For his commitment and his efforts Hinton received the inaugural University of Iowa Health Care DEI Leadership Award. He was honored in June during the college’s Culturally Responsive Health Care in Iowa conference.
“I was elated that my work and focus on diversity, equity, and inclusion was being recognized, and I felt extremely honored,” Hinton says. “I’m happy individuals are noticing the work but also using this progress to transform academia. That’s the most important focus.”
Inspiring diversity in science
Hinton speaks with pride about the students and postdoctoral researchers he’s mentored, but he doesn’t consider himself a master mentor.
“I recognize myself more as a person that’s evolving and learning how to be more productive, more thoughtful, and more culturally aware of other people’s cultures and values,” he explains. “Practicing cultural competency matters to me.”

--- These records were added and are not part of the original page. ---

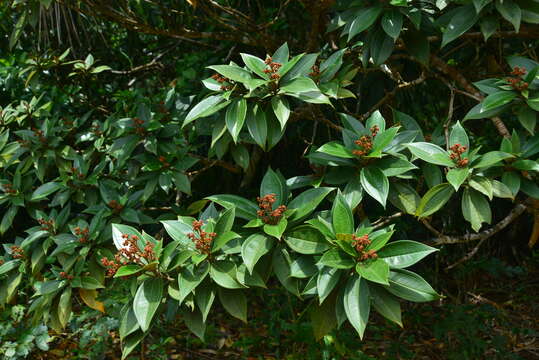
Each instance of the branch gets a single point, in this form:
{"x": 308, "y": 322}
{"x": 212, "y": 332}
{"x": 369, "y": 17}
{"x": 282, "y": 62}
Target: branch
{"x": 464, "y": 83}
{"x": 392, "y": 93}
{"x": 483, "y": 235}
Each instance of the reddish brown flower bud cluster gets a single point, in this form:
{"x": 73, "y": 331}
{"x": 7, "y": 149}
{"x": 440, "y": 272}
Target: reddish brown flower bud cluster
{"x": 17, "y": 252}
{"x": 139, "y": 129}
{"x": 82, "y": 234}
{"x": 46, "y": 225}
{"x": 222, "y": 80}
{"x": 360, "y": 243}
{"x": 40, "y": 135}
{"x": 272, "y": 68}
{"x": 8, "y": 189}
{"x": 64, "y": 275}
{"x": 23, "y": 143}
{"x": 456, "y": 155}
{"x": 517, "y": 82}
{"x": 202, "y": 239}
{"x": 163, "y": 161}
{"x": 130, "y": 253}
{"x": 365, "y": 142}
{"x": 115, "y": 206}
{"x": 96, "y": 130}
{"x": 266, "y": 212}
{"x": 315, "y": 71}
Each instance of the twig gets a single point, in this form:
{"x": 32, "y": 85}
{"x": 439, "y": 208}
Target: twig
{"x": 386, "y": 220}
{"x": 485, "y": 234}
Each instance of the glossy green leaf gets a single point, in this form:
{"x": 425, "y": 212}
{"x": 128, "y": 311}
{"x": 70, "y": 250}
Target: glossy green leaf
{"x": 403, "y": 253}
{"x": 410, "y": 286}
{"x": 235, "y": 117}
{"x": 434, "y": 199}
{"x": 375, "y": 183}
{"x": 357, "y": 303}
{"x": 147, "y": 300}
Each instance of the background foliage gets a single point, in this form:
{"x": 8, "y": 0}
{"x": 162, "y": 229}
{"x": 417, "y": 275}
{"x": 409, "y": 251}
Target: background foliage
{"x": 324, "y": 145}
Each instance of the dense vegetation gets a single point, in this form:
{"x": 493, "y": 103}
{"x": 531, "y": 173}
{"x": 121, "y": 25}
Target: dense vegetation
{"x": 166, "y": 163}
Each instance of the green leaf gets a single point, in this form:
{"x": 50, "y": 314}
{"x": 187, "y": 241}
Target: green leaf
{"x": 204, "y": 298}
{"x": 281, "y": 268}
{"x": 281, "y": 54}
{"x": 222, "y": 239}
{"x": 306, "y": 240}
{"x": 403, "y": 253}
{"x": 233, "y": 72}
{"x": 364, "y": 18}
{"x": 147, "y": 300}
{"x": 410, "y": 286}
{"x": 457, "y": 176}
{"x": 224, "y": 274}
{"x": 475, "y": 208}
{"x": 500, "y": 190}
{"x": 323, "y": 317}
{"x": 298, "y": 85}
{"x": 430, "y": 153}
{"x": 281, "y": 108}
{"x": 245, "y": 209}
{"x": 379, "y": 239}
{"x": 274, "y": 183}
{"x": 497, "y": 99}
{"x": 341, "y": 215}
{"x": 327, "y": 279}
{"x": 463, "y": 19}
{"x": 386, "y": 304}
{"x": 458, "y": 136}
{"x": 481, "y": 184}
{"x": 306, "y": 202}
{"x": 193, "y": 321}
{"x": 254, "y": 247}
{"x": 235, "y": 117}
{"x": 528, "y": 119}
{"x": 512, "y": 181}
{"x": 45, "y": 190}
{"x": 375, "y": 183}
{"x": 234, "y": 303}
{"x": 510, "y": 12}
{"x": 357, "y": 303}
{"x": 225, "y": 221}
{"x": 477, "y": 112}
{"x": 527, "y": 165}
{"x": 255, "y": 64}
{"x": 335, "y": 148}
{"x": 257, "y": 126}
{"x": 376, "y": 271}
{"x": 190, "y": 277}
{"x": 128, "y": 323}
{"x": 404, "y": 197}
{"x": 336, "y": 258}
{"x": 491, "y": 158}
{"x": 178, "y": 232}
{"x": 276, "y": 230}
{"x": 434, "y": 199}
{"x": 206, "y": 107}
{"x": 9, "y": 265}
{"x": 392, "y": 23}
{"x": 8, "y": 217}
{"x": 382, "y": 140}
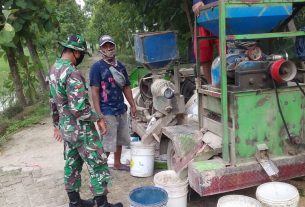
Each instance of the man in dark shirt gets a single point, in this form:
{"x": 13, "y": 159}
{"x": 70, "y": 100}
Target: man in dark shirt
{"x": 206, "y": 47}
{"x": 109, "y": 84}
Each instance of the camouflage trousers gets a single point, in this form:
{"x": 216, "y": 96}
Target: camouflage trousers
{"x": 96, "y": 162}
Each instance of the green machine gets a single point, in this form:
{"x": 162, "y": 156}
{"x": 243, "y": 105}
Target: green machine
{"x": 250, "y": 126}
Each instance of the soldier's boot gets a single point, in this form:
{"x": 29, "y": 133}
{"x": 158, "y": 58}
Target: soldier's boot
{"x": 76, "y": 201}
{"x": 102, "y": 201}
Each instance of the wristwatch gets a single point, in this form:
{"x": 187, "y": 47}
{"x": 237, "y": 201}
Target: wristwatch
{"x": 100, "y": 116}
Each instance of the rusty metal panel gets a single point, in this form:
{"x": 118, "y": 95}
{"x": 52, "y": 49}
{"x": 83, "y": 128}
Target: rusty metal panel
{"x": 226, "y": 179}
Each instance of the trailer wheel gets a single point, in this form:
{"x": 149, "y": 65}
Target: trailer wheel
{"x": 170, "y": 155}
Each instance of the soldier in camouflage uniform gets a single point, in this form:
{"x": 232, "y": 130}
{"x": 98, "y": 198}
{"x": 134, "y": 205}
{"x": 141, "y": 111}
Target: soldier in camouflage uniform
{"x": 74, "y": 123}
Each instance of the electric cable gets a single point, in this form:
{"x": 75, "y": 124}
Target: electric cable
{"x": 300, "y": 46}
{"x": 281, "y": 112}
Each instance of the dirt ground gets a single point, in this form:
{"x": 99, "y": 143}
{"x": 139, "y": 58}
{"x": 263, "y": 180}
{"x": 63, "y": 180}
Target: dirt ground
{"x": 34, "y": 148}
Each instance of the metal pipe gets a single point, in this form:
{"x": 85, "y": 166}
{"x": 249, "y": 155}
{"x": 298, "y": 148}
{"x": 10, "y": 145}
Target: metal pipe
{"x": 224, "y": 90}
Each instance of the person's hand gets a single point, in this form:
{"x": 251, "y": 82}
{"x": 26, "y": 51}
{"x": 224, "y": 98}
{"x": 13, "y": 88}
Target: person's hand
{"x": 197, "y": 7}
{"x": 102, "y": 126}
{"x": 133, "y": 111}
{"x": 57, "y": 135}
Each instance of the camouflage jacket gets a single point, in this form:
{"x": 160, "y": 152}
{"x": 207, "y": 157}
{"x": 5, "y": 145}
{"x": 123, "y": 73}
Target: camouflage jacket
{"x": 69, "y": 102}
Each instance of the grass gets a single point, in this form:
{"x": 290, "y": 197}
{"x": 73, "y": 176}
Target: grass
{"x": 30, "y": 116}
{"x": 4, "y": 71}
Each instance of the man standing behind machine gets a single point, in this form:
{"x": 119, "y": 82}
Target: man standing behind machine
{"x": 109, "y": 84}
{"x": 206, "y": 47}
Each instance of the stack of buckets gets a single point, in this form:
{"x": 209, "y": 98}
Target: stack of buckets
{"x": 271, "y": 194}
{"x": 176, "y": 188}
{"x": 278, "y": 194}
{"x": 142, "y": 159}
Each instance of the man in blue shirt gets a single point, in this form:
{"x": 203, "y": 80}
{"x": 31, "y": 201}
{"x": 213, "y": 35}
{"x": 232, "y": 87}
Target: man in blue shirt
{"x": 206, "y": 47}
{"x": 109, "y": 84}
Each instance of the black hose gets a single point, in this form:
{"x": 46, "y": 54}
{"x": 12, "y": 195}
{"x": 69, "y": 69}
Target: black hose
{"x": 280, "y": 110}
{"x": 300, "y": 46}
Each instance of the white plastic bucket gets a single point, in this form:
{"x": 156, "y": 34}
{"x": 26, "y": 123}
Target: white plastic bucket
{"x": 238, "y": 201}
{"x": 277, "y": 194}
{"x": 142, "y": 159}
{"x": 175, "y": 187}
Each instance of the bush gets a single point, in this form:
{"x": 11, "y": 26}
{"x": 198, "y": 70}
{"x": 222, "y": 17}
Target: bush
{"x": 12, "y": 111}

As part of his role with the college’s DEI office, Hinton traveled to more than 90 locations across the U.S. to “inspire diverse populations to stay in science,” he says. Hinton also continued to celebrate the diverse scientists at Iowa.
“Denise Martinez [associate dean for cultural affairs and diversity initiatives in the UI Carver College of Medicine] and Nicole Del Castillo gave me the task of creating a support group—a safe zone, if you will, for minorities on campus that were specifically from the African diaspora—to make sure that they got the attention that they needed,” he says.
Hinton say that with their encouragement, he created the 100 inspiring Black Scientists List, 100 more inspiring Black Scientists List, and in collaboration with the Community of Scholars, they curated the 1000 Black Scientists List.
Looking forward; looking back
Hinton recently accepted a new position at Vanderbilt University, beginning in September. He says Abel continues to mentor him as he prepares to leave Iowa; they have agreed to continue the mentoring relationship after Hinton arrives at Vanderbilt.
“I’ve been blessed with the opportunity to acquire a faculty position at one of the most prestigious schools in the country,” he says. “I’m in the Department of Molecular Physiology and Biophysics and I’ll be a tenure track assistant professor this fall.”
But the transition is bittersweet, Hinton says.
“I know we all have to move on and do different things, but I’m sad because I won’t have the opportunity to stay in Abel’s lab or continue my work in the diversity office at Iowa, which was so instrumental in shaping my career,” he says. “My DEI work provided me with opportunities and new ways of thinking that I could never have imagined.”